- Consensus secondary structure and sequence conservation of PAGEV RNA

Identifiers
- Symbol: PAGEV
- Rfam: RF03037

Other data
- RNA type: Gene; sRNA
- SO: SO:0001263
- PDB structures: PDBe

= PAGEV RNA motif =

RNA structure

The Plasmid-Associated gamma-Proteobacteria Especially Vibrionales RNA motif (PAGEV RNA motif) is a conserved RNA structure that was discovered by bioinformatics.
PAGEV motif RNAs are found in Gammaproteobacteria, especially within the order Vibrionales.
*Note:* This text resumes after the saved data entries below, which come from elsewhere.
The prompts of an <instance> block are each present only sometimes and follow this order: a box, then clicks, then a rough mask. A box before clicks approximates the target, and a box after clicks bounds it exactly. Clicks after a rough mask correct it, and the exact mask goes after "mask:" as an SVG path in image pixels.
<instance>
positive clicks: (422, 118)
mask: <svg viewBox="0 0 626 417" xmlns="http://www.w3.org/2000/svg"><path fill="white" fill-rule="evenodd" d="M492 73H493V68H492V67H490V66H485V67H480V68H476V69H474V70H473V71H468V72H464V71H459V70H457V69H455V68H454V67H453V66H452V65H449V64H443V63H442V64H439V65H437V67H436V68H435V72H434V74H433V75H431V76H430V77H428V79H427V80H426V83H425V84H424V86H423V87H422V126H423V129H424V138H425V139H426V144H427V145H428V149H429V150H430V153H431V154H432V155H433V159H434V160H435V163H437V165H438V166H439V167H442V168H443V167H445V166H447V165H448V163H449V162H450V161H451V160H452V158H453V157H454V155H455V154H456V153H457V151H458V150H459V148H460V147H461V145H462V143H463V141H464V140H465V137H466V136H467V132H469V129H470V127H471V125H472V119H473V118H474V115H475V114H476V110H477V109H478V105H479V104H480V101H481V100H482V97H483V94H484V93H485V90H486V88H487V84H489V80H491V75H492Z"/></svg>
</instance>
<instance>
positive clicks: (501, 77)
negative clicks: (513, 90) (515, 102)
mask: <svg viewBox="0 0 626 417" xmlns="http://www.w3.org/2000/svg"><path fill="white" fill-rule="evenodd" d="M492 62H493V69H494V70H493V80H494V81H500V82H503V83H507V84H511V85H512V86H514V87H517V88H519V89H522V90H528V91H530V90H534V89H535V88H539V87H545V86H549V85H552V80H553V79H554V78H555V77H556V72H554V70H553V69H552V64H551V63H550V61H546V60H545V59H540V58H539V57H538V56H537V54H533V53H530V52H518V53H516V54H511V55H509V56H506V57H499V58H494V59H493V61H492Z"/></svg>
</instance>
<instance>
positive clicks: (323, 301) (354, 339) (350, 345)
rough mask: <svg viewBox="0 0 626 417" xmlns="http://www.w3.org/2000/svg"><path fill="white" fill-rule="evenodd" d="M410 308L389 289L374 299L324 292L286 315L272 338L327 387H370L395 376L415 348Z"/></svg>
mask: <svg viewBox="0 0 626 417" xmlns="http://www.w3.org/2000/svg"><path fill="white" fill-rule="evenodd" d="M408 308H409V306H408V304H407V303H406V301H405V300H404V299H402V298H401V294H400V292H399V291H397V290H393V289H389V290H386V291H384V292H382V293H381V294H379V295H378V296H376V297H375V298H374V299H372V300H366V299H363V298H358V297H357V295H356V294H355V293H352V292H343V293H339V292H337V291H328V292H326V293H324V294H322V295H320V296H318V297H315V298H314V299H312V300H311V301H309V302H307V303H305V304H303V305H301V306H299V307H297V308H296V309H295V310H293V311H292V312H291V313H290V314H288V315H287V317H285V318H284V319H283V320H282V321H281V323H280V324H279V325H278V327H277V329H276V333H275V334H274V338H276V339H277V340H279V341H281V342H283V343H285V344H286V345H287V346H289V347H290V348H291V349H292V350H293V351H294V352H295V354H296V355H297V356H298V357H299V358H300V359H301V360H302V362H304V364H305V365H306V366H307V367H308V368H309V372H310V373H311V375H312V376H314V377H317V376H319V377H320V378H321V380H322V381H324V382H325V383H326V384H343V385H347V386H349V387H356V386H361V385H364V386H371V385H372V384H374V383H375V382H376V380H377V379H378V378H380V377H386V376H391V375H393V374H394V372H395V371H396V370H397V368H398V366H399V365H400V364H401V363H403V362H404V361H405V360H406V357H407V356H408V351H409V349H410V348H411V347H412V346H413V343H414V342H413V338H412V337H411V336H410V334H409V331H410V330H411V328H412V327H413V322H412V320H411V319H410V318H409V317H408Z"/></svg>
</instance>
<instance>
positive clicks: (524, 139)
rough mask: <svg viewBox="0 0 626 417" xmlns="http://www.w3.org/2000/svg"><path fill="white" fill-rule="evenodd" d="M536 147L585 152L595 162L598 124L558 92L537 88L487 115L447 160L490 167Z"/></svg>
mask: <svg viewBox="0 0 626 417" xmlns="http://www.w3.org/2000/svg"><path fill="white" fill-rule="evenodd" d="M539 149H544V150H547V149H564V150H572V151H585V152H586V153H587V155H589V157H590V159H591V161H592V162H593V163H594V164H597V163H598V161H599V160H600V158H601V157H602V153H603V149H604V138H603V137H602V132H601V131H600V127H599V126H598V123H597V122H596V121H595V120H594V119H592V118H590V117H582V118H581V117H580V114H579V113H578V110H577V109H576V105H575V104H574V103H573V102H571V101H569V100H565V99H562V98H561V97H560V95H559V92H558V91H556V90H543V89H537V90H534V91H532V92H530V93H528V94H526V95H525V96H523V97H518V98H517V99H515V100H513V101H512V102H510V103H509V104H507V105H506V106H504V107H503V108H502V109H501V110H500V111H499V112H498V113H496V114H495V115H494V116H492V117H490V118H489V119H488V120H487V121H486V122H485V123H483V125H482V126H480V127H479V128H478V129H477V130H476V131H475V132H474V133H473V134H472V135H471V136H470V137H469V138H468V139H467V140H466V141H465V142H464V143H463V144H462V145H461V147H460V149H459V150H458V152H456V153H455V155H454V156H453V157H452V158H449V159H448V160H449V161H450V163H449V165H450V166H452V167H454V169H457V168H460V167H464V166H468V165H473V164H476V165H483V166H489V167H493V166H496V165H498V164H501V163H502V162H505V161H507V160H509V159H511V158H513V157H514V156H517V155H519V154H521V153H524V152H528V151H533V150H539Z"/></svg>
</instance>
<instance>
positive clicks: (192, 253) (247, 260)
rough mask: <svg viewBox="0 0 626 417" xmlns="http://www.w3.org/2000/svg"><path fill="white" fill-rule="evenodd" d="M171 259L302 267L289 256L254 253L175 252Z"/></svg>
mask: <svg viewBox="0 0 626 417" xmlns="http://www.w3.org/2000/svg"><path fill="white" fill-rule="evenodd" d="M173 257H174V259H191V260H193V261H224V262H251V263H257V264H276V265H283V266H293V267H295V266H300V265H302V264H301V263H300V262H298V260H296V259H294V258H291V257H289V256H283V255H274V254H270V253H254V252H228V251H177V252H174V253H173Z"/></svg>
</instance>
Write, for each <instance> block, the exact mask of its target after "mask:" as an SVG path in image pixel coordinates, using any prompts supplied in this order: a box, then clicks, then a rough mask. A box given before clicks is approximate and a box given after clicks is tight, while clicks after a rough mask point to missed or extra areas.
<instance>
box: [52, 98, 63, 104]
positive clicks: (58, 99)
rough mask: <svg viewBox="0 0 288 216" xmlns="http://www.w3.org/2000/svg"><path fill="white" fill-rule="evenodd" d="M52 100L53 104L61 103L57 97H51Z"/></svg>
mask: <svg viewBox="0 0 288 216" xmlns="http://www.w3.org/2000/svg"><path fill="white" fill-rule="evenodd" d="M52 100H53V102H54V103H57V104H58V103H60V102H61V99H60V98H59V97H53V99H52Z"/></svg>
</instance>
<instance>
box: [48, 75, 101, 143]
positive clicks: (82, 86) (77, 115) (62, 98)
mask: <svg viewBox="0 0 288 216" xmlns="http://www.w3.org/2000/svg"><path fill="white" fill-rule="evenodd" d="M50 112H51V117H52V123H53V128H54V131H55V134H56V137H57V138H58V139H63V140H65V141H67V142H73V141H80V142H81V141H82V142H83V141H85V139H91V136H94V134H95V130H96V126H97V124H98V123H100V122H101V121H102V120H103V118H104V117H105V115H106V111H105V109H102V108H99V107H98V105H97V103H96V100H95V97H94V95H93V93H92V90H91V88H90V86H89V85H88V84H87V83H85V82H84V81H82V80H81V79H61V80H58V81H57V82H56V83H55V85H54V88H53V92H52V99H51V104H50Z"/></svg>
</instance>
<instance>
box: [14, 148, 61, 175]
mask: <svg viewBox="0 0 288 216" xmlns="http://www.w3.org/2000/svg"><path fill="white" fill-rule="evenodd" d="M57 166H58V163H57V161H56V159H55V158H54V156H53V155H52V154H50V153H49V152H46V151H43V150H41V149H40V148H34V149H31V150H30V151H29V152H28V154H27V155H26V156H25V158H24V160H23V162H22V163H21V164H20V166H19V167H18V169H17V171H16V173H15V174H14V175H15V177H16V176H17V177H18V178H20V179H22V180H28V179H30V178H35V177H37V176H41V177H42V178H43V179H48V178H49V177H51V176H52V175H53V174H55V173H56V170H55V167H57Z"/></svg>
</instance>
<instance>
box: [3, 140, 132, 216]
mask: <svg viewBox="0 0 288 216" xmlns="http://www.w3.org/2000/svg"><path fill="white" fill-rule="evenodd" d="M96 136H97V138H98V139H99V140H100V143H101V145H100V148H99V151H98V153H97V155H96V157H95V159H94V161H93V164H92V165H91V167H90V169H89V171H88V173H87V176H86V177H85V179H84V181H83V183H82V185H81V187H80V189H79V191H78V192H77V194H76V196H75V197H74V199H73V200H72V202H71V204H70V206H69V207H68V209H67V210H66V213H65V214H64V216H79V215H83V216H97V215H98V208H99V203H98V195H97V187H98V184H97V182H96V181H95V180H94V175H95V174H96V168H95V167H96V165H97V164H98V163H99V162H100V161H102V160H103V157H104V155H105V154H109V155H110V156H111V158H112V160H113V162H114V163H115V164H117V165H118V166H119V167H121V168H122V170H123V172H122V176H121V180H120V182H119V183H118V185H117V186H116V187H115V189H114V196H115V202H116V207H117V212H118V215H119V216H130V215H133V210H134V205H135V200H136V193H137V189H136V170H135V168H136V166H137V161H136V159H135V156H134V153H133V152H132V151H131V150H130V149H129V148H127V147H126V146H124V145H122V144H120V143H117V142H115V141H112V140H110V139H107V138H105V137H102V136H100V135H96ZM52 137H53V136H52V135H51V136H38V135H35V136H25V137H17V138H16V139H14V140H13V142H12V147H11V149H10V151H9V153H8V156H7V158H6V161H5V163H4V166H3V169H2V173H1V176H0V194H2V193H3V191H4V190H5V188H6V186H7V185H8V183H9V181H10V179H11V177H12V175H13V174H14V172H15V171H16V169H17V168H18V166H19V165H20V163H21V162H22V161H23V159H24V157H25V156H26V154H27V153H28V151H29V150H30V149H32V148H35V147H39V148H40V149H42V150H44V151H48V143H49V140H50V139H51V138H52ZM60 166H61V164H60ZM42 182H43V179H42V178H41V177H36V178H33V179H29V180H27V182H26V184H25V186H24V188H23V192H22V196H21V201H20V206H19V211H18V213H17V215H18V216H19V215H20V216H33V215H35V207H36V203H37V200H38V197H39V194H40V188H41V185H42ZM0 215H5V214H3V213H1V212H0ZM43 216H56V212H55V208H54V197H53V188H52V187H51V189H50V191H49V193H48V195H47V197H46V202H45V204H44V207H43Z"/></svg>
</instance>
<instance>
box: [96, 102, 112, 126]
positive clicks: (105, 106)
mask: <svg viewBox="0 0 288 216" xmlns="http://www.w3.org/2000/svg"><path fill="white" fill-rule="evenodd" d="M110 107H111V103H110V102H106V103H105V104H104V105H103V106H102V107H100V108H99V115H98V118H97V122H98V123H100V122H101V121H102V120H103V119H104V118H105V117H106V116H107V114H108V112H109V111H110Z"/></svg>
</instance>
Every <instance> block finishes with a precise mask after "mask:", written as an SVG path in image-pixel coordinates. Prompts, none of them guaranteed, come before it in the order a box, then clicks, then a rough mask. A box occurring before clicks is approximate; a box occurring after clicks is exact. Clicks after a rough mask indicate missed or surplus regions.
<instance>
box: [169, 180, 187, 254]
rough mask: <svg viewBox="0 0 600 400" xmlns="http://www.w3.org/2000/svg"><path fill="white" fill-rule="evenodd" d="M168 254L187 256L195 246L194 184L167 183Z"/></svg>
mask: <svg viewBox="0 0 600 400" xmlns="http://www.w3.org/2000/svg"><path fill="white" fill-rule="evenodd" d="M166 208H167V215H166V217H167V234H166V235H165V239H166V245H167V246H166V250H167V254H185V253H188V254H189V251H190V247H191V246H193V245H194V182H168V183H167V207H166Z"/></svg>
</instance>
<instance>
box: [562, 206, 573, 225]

PAGEV RNAs likely have a function that relates to plasmids, and one PAGEV RNA is predicted to reside in the plasmid pPMA4326D, which was found in a strain of Pseudomonas syringae. This RNA overlaps a region that was predicted as being essential for replication of the plasmid. However, the prediction was based on the sequence's similarity to a part of another plasmid, and yet no PAGEV RNA is predicted in this other plasmid. As yet, the function of PAGEV RNAs is unknown. Although the PAGEV motif was published as an RNA candidate, its potential relationship to plasmid replication leaves open the possibility that it functions as a single-stranded DNA. In terms of secondary structure, RNA and DNA are difficult to distinguish when only sequence information is available. Single-stranded DNA can occur during plasmid replication.